Photography, from the time of its invention in the 1830s, was closely allied with both painting and print-making. It had for long been known that light, if passed through a very small aperture, would project an image (in reverse) on to the side of a dark chamber - the camera obscura occasionally used by artists as an aid for painting townscapes and interiors in perspective. The initial purpose of photography was to fix such images, and two processes were devised simultaneously. That discovered by the French painter Louis-Jacques-Mande Daguerre by 1837 fixed the image on a sensitized copper plate called a daguerreotype. This was a unique object, like a painting or drawing, and was much used for portraits. In England, William Henry Fox Talbot succeeded before 1839 in fixing negative images on sheets of translucent paper which could then be placed over sheets of opaque sensitized paper and exposed to light to make positive prints. The advantage was that many identical prints could be made from a single negative. They were, however, slightly fuzzy on account of the uneven texture of the translucent paper (15,31). The introduction of glass plates for negatives in the 1850s facilitated the production of prints as sharply defined as daguerreotypes, which they soon superseded.

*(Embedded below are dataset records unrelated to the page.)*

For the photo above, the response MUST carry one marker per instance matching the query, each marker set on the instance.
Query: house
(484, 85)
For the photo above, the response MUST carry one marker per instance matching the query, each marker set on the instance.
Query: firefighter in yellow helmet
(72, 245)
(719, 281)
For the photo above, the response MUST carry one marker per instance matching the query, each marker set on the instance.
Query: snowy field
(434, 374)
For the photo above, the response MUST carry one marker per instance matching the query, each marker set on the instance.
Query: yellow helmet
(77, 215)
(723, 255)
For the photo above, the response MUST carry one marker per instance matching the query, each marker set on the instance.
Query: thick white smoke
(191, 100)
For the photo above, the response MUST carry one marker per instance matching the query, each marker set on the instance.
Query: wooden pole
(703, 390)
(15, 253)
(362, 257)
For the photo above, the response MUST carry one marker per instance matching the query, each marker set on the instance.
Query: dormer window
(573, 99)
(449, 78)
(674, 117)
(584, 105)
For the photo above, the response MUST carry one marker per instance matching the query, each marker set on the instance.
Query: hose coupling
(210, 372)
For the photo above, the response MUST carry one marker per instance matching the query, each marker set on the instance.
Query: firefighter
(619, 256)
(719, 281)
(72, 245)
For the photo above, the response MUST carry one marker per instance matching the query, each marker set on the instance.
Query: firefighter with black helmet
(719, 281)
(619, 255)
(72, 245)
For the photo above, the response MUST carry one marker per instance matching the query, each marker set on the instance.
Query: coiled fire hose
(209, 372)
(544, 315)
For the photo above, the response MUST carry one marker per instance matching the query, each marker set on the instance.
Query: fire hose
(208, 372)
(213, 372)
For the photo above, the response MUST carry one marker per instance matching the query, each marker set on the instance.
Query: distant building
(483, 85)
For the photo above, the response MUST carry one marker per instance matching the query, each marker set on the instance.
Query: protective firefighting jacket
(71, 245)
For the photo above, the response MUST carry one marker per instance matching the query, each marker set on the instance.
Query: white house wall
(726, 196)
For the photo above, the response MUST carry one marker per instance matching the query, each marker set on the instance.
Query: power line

Subsequent developments were mainly technical improvements, notably those that reduced the time needed for an exposure and by the 1870s made possible split-second photographs of figures in motion (15,58). Meanwhile there had been much controversy as to whether photography should or could be considered an art (see p. 674). Until the mid-century photographs were occasionally hung among lithographs in official exhibitions of art. After that they were excluded and shown only in specialized exhibitions. At about the same time, selfconsciously artistic photographers began to select subjects similar to those of painters, concentrating on softly focused images of motionless figures and scenes. Sometimes the results might almost be mistaken for photographs of paintings. Blessed Art Thou Among Women (0,6) by the American photographer Gertrude Kasebier (1851-1934), for example, ranks with several notable paintings among the most compelling images of its period. Developments in the science of photography were exploited mainly by documentary photographers whose shots of street scenes (15,59) are considered nowadays to be among the finest photographs ever taken but were regarded at the time simply as photo-records, certainly not as works of art.

The cult of the unique art object led some photographers to reject the possibility of making innumerable prints from a single negative and to issue limited editions, each print being numbered and signed and slightly different from the others as a result of manipulation in the dark room. Although the process of color photography was perfected in the 1940s most of them continued, as some still do, to prefer monochrome. There is no more striking instance of unsynchronized and often contradictory developments in technology and art than that presented by the century-and-a-half history of photography. Despite the great achievements of so many photographers, it has only recently won widespread acceptance as a vehicle for artistic expression, with unique potentialities even when the very simplest equipment is used.